From the Bexhill Observer 3rd July 1915
HEALTH OF THE TROOPS
HOW BEXHILL TACKLED A BIG PROBLEM
As Kipling phrased it, “not where the great shells shout as they pass, over the firing line”, but at quite as critical points behind, a great work towards winning the War is being done by the sanitary scientist. It is stated that the victory of the Japanese in Manchuria was mainly due to the efficient manner in which they saw to the health of the troops, and thus it is of great interest to review what has been done in Bexhill in this all-important direction.
In his annual report, the Medical Officer of Health for Bexhill (Dr. G. H. Weston) says that the outbreak of war brought considerable military activity. Early in August (1914) the Council in Committee resolved to offer all possible facilities for the enlistment and examination of recruits, and the offices of the department were utilised for that purpose. With the valuable assistance of Dr. Young a great number of men were passed for various branches of the Army and Territorial Forces.
THE COMING OF THE LAMBS
In order that the men enlisted in East Sussex might train and afterwards fight together, Lieutenant-Colonel C. Lowther, M.P., raised rapidly a Southdown Battalion, and on its completion a Second and Third Battalion, forming the major part of what is known as the 121st Infantry Brigade. To house this corps a camp was formed at Cooden, and the sanitation was arranged in co-operation with the officials of the Council. The tents at first provided were replaced by huts erected on higher ground and fresh conveniences built. Both the latter and the cook house have been connected with the Council’s sewers. The Company’s water has been laid on. Towards the end of the year huts, etc., were built for another Battalion, with similar sanitary arrangements.
TROOP’S HEALTH GOOD
The major portion of the men under training was at first billeted in houses in the town, the billets being selected by the police. Great care was taken to prevent the men being placed in houses where tuberculosis or infectious diseases were known to exist, and in consequence the health of the troops during the autumn months was good, only one case of infectious disease having been notified.
To house part of the First Battalion while changing from tents to huts the Council put the Down School at the disposal of the military. After the First Battalion had moved to the huts at Cooden, the Second Battalion, who had been in billets, took over the schools for two companies, housing the remainder in the R.F.A. (T)., (Royal Field Artillery (Territorial)), Drill Hall, which had been altered and extended, and the Sackville Hotel.
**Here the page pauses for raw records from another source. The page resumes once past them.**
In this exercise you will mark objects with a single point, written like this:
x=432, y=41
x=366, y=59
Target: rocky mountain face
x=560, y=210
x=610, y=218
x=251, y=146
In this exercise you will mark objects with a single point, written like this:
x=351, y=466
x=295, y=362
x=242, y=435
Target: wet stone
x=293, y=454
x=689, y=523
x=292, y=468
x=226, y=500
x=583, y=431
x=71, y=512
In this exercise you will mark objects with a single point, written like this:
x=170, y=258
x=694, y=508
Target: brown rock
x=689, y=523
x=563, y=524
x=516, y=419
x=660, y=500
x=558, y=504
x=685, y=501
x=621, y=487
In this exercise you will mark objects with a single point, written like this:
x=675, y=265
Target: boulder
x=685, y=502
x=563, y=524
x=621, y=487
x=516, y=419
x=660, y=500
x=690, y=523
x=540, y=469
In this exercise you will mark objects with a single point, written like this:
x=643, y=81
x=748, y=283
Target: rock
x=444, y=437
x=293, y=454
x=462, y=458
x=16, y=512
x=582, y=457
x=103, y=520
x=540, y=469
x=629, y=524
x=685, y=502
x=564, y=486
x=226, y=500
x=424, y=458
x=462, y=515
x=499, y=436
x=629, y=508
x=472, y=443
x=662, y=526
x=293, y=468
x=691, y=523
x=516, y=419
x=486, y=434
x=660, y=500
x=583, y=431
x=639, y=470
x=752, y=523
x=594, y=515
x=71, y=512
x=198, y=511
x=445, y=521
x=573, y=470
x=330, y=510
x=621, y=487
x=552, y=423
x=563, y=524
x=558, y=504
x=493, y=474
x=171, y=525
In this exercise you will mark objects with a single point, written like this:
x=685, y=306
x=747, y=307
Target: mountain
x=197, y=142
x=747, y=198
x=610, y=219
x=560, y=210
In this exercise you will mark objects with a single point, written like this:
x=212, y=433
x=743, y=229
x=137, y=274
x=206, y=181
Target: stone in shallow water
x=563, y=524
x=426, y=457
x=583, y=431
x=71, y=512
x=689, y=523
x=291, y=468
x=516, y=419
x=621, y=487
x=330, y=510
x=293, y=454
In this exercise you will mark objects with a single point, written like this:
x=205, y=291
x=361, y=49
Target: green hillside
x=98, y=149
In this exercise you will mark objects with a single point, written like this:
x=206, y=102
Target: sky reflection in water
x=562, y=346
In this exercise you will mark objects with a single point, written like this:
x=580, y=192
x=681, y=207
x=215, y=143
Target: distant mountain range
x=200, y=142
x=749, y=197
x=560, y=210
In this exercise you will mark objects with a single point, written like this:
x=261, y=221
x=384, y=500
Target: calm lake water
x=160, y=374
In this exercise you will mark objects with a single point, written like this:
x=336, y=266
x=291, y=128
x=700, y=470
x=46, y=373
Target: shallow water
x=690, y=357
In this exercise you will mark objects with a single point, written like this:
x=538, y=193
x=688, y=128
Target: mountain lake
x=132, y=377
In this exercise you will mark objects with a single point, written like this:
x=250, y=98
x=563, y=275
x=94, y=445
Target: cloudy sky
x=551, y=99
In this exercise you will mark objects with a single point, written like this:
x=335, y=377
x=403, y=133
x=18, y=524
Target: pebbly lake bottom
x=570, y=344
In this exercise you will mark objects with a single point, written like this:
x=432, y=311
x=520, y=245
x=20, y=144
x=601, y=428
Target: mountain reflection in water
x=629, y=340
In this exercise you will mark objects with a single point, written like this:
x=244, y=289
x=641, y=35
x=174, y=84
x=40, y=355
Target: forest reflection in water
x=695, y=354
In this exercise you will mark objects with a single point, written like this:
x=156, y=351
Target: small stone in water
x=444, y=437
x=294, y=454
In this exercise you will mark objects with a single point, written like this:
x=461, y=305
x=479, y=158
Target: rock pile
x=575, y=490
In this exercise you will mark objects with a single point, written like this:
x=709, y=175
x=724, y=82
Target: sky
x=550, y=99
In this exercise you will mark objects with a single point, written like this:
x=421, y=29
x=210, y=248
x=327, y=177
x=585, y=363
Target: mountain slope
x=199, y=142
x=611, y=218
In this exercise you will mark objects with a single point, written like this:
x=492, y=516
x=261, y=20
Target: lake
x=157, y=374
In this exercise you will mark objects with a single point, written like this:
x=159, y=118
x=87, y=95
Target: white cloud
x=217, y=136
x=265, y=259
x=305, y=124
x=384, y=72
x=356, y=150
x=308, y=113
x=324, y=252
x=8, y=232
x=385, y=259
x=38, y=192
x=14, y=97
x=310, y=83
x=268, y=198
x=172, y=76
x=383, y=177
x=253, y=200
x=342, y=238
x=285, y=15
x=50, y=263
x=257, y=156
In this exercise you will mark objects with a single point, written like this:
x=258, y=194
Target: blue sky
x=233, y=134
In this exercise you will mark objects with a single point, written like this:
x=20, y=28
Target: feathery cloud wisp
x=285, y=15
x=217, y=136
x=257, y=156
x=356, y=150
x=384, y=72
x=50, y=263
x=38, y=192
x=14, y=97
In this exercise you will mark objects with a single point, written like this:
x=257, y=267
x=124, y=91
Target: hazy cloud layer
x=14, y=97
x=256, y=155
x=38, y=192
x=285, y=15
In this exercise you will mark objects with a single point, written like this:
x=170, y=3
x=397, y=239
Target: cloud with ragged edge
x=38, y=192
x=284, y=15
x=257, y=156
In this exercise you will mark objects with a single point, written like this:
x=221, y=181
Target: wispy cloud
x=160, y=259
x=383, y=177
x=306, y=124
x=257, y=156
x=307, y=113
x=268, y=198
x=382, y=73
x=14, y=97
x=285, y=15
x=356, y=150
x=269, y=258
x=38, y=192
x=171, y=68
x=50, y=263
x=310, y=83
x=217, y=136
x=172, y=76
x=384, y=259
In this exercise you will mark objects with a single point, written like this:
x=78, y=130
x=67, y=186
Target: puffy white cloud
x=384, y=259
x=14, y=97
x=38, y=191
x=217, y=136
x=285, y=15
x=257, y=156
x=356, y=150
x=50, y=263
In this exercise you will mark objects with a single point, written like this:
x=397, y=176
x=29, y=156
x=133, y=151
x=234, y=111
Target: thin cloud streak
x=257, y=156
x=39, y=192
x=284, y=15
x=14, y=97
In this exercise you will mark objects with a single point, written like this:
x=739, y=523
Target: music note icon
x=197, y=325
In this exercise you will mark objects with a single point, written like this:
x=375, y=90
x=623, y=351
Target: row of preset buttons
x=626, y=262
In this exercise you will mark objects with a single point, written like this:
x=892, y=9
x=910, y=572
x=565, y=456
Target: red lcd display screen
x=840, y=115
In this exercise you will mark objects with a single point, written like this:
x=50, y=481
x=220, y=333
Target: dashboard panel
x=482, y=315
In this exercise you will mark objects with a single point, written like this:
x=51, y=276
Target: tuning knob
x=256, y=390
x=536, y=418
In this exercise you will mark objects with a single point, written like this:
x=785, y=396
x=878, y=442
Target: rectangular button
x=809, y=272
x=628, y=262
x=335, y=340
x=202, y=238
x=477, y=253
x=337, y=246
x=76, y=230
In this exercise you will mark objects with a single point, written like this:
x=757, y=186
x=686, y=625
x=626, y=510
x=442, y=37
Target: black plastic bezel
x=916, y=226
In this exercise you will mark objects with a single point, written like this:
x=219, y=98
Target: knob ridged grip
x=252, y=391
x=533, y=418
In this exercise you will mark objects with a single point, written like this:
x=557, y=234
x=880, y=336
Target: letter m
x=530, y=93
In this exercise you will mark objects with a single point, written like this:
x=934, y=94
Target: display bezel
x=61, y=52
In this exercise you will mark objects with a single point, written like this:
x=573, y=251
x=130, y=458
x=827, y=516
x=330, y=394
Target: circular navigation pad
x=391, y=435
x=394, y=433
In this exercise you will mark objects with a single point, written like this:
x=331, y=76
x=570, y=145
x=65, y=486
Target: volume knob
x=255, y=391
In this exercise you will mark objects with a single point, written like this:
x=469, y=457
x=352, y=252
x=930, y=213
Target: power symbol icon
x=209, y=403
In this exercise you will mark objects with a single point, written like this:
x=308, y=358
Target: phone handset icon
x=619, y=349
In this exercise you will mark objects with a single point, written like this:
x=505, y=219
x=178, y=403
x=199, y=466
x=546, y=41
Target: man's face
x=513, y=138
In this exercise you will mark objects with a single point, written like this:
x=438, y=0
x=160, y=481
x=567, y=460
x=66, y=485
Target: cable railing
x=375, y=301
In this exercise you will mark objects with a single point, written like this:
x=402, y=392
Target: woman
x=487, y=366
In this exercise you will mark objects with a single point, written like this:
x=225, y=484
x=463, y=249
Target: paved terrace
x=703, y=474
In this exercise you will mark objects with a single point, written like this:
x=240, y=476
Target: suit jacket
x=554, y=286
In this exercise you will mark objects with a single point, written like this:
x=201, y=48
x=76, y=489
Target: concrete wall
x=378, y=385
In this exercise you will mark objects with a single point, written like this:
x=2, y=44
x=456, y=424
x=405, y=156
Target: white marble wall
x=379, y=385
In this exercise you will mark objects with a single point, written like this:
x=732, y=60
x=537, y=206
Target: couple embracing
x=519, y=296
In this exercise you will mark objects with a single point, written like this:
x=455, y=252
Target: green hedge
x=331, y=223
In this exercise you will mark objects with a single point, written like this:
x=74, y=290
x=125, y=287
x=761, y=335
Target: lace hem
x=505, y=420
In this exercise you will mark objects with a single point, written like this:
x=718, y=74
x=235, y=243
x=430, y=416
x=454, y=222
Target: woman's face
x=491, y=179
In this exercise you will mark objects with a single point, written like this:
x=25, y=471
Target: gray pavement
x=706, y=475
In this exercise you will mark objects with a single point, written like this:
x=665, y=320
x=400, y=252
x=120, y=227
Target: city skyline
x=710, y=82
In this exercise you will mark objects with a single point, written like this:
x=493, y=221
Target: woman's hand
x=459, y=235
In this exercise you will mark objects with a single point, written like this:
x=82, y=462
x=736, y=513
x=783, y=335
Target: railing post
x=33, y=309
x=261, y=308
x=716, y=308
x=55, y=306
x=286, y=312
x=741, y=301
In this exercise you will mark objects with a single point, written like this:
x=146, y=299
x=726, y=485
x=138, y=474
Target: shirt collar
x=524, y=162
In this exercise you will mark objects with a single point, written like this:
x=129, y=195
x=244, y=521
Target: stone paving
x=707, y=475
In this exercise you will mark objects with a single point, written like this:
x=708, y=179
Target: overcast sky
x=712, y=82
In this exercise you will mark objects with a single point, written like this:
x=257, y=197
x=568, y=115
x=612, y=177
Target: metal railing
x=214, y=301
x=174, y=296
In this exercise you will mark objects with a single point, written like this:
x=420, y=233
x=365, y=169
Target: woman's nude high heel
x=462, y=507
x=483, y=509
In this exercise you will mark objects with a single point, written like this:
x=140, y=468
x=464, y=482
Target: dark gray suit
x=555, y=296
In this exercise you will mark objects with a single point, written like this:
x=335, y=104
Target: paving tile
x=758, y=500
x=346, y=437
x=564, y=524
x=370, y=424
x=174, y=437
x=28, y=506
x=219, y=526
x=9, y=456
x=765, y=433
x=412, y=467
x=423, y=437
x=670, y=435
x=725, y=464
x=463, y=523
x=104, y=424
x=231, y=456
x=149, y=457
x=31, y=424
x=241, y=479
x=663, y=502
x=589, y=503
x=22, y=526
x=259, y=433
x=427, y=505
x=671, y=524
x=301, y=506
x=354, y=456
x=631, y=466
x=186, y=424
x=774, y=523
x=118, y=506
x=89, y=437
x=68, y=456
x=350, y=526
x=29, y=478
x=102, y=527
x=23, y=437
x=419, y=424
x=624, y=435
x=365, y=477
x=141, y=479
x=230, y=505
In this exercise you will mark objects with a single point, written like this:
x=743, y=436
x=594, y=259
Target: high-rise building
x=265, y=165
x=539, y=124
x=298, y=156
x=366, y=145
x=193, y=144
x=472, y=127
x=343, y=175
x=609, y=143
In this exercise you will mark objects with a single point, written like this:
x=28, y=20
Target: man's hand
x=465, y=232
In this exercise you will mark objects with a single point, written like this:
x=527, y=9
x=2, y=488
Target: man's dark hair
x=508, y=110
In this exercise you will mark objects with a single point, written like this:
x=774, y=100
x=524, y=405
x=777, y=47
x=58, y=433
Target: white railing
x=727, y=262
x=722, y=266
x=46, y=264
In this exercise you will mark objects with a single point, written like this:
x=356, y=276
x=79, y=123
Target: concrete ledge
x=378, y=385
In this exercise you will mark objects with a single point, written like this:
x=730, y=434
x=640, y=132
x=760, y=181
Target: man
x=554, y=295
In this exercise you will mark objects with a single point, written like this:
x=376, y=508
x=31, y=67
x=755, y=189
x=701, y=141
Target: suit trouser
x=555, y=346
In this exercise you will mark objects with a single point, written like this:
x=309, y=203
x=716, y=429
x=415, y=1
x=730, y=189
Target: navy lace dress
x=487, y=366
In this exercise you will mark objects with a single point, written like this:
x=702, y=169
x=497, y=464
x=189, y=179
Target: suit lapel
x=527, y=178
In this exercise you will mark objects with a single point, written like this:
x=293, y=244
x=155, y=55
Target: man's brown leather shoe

Hospital accommodation was provided for the First Battalion at Cooden by the help of Sussex 33 Detachment R.R.C.A., (Royal Red Cross Association). The tennis court pavilion at the Cooden Golf Club was utilised and an extension built on. The sanitary arrangements were inspected and passed by the Borough Authority. Later on arrangements were made for the use by the First Battalion of beds in the Metropolitan Convalescent Home, and the hospital has since provided for the requirements of the Third Battalion. For the Second Battalion a house was taken in Cantelupe Road, the nursing being undertaken by the Sussex 24th Detachment. The work of these two detachments merits the fullest possible recognition.
The refuse has been removed at frequent intervals by a contractor, and all inflammable matters have been treated in an incinerator. To meet the needs of troops quartered in the Artillery Drill Hall proper sanitary arrangements were provided. The food supply of the camps has been inspected by the Local Government Board Inspector.
At all times the Borough Authorities have worked in loyal co-operation with the military authorities.